Since MAPK signaling plays an important role in iNOS and proinflammatory cytokines expression,[2829] we also investigated the inhibitory effects of HR and fermented HRs on the phosphorylation of MAPKs induced by LPS stimulation of RAW 264.7 cells. Our results showed that non-fermented HR (100μg/mL) partially inhibited all MAPKs. However, fermented HRs significantly suppressed LPS-induced ERK and JNK MAPK phosphorylation.

In addition, HPLC data indicated that fermentation of HR by lactobacilli increased levels of baicalin, berberin and baicalein. A previous study reported that baicalin and baicalein inhibited LPS-induced iNOS and COX-2 gene expression in macrophages.[30] Berberine was also shown to suppress the proinflammatory responses of RAW 264.7 cells through AMPK activation.[31] These data suggest that enhanced anti-inflammatory activity of fermented HRs is related to the increased levels of active components such as baicalin, berberin and baicalein.

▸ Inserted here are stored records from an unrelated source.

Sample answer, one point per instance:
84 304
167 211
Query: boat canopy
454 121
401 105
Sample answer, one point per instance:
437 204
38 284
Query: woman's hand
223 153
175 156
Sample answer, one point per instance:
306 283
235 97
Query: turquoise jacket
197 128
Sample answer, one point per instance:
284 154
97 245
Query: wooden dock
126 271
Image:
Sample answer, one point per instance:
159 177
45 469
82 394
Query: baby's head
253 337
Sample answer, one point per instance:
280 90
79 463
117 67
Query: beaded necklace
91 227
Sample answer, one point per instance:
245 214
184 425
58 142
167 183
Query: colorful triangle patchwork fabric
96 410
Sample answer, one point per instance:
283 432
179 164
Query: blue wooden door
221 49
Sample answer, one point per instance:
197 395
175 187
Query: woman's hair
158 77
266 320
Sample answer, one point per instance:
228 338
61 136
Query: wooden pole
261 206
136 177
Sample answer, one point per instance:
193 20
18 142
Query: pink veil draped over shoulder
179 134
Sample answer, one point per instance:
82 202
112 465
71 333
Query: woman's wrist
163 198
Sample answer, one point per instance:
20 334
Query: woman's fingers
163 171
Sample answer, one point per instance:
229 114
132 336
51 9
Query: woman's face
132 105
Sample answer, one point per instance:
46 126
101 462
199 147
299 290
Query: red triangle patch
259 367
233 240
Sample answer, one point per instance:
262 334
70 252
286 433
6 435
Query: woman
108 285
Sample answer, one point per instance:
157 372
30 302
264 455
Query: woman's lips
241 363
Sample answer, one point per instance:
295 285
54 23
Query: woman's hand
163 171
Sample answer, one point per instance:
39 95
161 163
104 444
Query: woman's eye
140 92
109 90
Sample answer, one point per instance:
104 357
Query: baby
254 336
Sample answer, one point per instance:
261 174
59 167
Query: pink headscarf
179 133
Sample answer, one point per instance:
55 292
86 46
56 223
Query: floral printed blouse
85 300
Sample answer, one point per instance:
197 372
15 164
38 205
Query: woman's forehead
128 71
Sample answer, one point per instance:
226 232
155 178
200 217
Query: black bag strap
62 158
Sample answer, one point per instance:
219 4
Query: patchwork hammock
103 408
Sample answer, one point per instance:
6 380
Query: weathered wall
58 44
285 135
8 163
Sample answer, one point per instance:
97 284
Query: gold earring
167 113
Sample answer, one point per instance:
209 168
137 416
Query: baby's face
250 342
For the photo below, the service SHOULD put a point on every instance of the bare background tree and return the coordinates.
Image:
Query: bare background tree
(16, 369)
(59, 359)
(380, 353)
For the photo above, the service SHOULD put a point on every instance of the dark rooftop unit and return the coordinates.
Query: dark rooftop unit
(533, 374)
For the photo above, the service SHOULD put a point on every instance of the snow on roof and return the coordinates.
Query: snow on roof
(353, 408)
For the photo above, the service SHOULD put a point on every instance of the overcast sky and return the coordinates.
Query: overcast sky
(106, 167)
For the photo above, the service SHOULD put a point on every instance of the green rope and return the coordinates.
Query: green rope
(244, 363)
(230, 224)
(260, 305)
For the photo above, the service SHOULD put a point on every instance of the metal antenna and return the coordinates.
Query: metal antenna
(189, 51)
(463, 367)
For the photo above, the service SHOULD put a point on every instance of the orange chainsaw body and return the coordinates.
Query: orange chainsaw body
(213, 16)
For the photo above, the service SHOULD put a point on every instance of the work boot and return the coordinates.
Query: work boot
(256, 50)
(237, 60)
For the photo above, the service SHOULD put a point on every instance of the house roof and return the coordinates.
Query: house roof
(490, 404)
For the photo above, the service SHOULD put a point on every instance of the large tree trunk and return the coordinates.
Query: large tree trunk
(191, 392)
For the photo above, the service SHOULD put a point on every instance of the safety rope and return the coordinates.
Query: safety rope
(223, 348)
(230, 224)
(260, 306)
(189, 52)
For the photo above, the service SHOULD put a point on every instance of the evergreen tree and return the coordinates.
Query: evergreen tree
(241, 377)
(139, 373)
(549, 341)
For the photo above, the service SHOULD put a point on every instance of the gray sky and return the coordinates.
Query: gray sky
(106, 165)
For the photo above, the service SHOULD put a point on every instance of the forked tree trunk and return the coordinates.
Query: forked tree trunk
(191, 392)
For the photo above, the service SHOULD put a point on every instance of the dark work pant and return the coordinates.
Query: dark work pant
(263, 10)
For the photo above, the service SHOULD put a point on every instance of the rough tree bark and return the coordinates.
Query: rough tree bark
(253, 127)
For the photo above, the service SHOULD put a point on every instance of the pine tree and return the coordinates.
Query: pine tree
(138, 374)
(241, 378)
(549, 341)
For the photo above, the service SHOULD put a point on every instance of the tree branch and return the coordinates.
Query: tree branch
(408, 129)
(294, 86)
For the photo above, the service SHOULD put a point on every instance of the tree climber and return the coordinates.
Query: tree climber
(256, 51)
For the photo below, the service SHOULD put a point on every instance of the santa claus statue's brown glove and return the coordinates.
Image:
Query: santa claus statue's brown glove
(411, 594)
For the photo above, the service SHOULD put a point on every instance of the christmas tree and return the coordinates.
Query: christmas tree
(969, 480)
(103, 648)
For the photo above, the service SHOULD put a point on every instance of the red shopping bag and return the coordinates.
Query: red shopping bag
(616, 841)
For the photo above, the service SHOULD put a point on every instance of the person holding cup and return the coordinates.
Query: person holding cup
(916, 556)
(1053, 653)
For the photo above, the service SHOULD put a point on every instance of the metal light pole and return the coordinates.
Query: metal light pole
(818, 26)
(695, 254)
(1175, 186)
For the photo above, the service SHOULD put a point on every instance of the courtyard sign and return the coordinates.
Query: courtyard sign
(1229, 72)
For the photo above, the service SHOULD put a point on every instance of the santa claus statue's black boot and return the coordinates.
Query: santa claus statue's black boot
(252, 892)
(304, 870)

Recent studies show that many natural products such as herbal decoctions contain various biological activities including anti-inflammatory effects.[1925] Therefore, on the basis of the previous studies on natural products, we investigated the anti-inflammatory effect of HR, which is widely used in traditional Korean medicine. Furthermore, we compared the anti-inflammatory activities of non-fermented HR and HR fermented by lactobacilli. Taken together, our results suggest that HR and fermented HRs can inhibit the production of proinflammatory mediators in LPS-stimulated RAW 264.7 cells and that fermentation significantly enhances the anti-inflammatory effect by inhibiting proinflammatory mediators production, including PGE2, NO, TNF-α and IL-6 by repressing COX-2 and iNOS production. Consistent with these results, the inflammation related MAPKs activities were also significantly inhibited by fermented HRs.

CONCLUSION

In conclusion, fermentation by lactobacilli remarkably increases the anti-inflammatory activity of HR without cytotoxicity in macrophages. Thus, additional in vivo studies are needed for the development of fermented HRs as a new anti-inflammatory herbal medicine.